The Philippines’ strong macroeconomic fundamentals, coupled with its limited trade links to Russia and Ukraine, will insulate the economy from any impact of the continuing war between the two European countries, Bangko Sentral ng Pilipinas Governor Benjamin Diokno said Monday.
Diokno said in a statement to reporters the BSP was carefully monitoring the pass-through effect of international prices to domestic inflation to calibrate appropriate actions.
“That said, initial conditions matter. Some countries are starting from high levels of inflation, others at moderate levels, and others are within the range forecasts,” he said.
He cited as examples the US inflation which reached 7.9 percent, the United Kingdom’s at 5.5 percent and the Euro area’s 5.1 percent. Argentina had the highest inflation at 50.7 percent. Domestic inflation at 3.0 percent was well within the forecast range of 2 percent to 4 percent, he said.
“There is greater sense of urgency to act for countries with high inflation. On its Feb. 17 policy meeting, based on data available at that time, BSP staff projected that average inflation will be 3.7 percent in 2022 and 3.3 percent in 2023—both within BSP’s target range,” Diokno said.
He said with the Russia-Ukraine conflict, conditions changed.
“Doing sensitivity analysis, we arrived at the following forecasts: if average world price of oil is $95 per barrel, domestic inflation will be 4.0 percent; if $120 per barrel, it will be 4.4 percent; and if $140 per barrel, it will be 4.7 percent,” he said.
Diokno said in terms of trade, direct links of the Philippines with Russia and Ukraine were negligible. In 2021, exports to Russia amounted to $120 million, or about 0.2 percent of the Philippines’ total exports. For Ukraine, total exports were a measly $5 million. Other economic linkages through investments, remittances and tourism were also limited.
“In brief, the Philippines’ geographic distance and limited economic link to both Russia and Ukraine, as well as its strong macroeconomic fundamentals, could insulate the domestic economy during the current risk-off episode,” Diokno said.
Rizal Commercial Banking Corp. chief economist Michael Ricafort earlier said the Philippines might incur a new record trade deficit of $50 billion this year as prices of global commodities led by oil, natural gas, wheat, nickel and copper posted record highs as a result of the war in Europe.
“Trade deficit estimate for 2022 would be wider around -$43 billion to -$45 billion, after -$43.1 billion in 2021 [compared to the record trade deficit of -$43.5 billion posted in 2018],” Ricafort said in a report.
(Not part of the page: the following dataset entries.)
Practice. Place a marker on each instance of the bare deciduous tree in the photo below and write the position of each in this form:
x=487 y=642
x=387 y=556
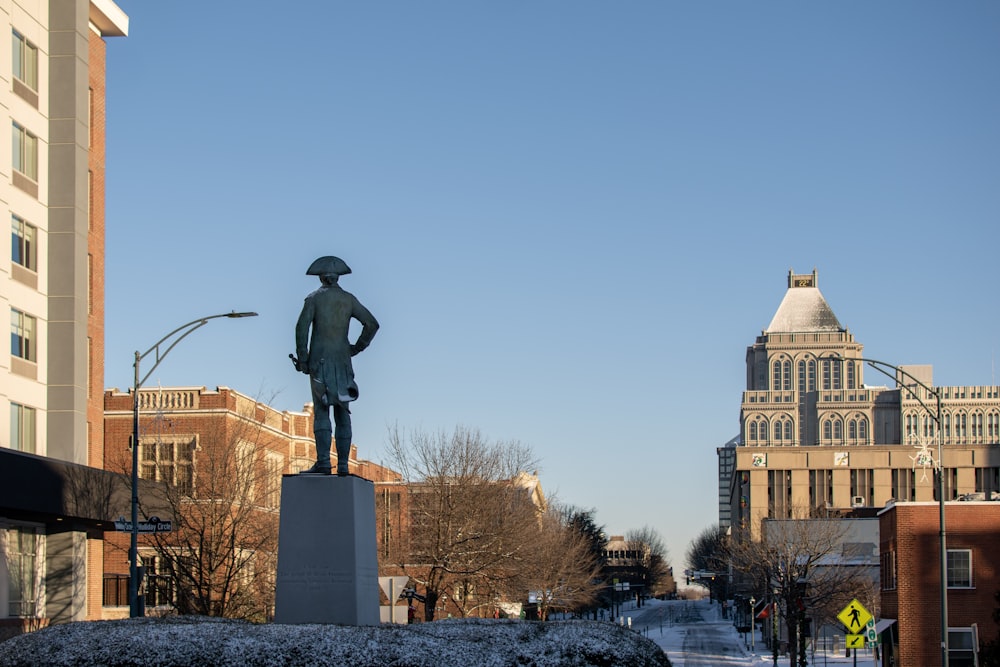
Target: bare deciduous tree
x=563 y=573
x=709 y=553
x=470 y=517
x=652 y=564
x=806 y=565
x=221 y=484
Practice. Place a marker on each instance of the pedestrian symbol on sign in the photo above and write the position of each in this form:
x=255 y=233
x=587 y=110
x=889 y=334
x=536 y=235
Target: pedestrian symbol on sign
x=855 y=617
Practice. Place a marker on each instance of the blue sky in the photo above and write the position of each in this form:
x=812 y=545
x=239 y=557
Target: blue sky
x=570 y=218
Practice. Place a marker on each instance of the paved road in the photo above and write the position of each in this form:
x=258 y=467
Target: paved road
x=691 y=634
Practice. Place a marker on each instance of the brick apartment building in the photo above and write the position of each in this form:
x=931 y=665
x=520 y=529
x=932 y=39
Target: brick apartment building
x=911 y=580
x=52 y=488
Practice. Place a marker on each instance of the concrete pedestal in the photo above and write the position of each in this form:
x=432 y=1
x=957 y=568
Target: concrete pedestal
x=327 y=555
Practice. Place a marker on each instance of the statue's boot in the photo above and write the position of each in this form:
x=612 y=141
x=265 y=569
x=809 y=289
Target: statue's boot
x=322 y=465
x=343 y=454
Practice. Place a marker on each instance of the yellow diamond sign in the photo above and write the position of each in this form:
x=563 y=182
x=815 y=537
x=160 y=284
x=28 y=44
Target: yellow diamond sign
x=855 y=617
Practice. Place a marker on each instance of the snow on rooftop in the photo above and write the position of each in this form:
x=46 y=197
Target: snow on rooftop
x=803 y=309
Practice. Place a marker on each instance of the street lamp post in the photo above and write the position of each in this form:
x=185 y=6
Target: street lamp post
x=881 y=367
x=174 y=337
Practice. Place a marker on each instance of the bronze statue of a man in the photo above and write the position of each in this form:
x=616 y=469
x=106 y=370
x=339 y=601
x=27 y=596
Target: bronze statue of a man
x=325 y=356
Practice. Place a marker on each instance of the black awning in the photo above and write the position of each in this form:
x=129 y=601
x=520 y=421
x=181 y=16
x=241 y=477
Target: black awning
x=62 y=495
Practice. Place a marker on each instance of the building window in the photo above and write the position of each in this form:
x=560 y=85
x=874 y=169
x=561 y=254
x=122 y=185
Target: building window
x=170 y=461
x=962 y=647
x=993 y=427
x=25 y=61
x=779 y=494
x=22 y=428
x=22 y=566
x=25 y=152
x=23 y=250
x=863 y=486
x=22 y=335
x=987 y=481
x=272 y=482
x=821 y=491
x=888 y=571
x=949 y=479
x=959 y=568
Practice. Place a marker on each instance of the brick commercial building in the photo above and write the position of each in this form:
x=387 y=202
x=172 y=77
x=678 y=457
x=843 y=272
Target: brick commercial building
x=911 y=579
x=53 y=491
x=196 y=445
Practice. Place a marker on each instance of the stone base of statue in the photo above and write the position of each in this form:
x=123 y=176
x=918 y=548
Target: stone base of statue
x=327 y=556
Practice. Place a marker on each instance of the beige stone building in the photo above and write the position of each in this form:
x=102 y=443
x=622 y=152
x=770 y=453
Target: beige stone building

“However, in view of Russia’s invasion/war with Ukraine since Feb. 24, 2022, the country’s trade deficit could widen towards -$50 billion in view of the sharp increase in global oil prices to new 13.5-year highs [since July 2008] as well [as] sharp increase in the prices of other imported global commodities such as wheat/flour, soybeans, corn, other grains, metals, among others; all of which would increase the country’s oil/commodity import bill in the coming months,” Ricafort said.
He said measures to further re-open the economy towards greater normalcy, especially in view of the proposal by the economic team to ease the nationwide Alert Level to the lowest 1 and additional measures to further re-open the economy would also lead to increased economic and importation activities.
The economy is expected to grow stronger this year by 7 to 9 percent, following a 5.6-percent expansion in 2021.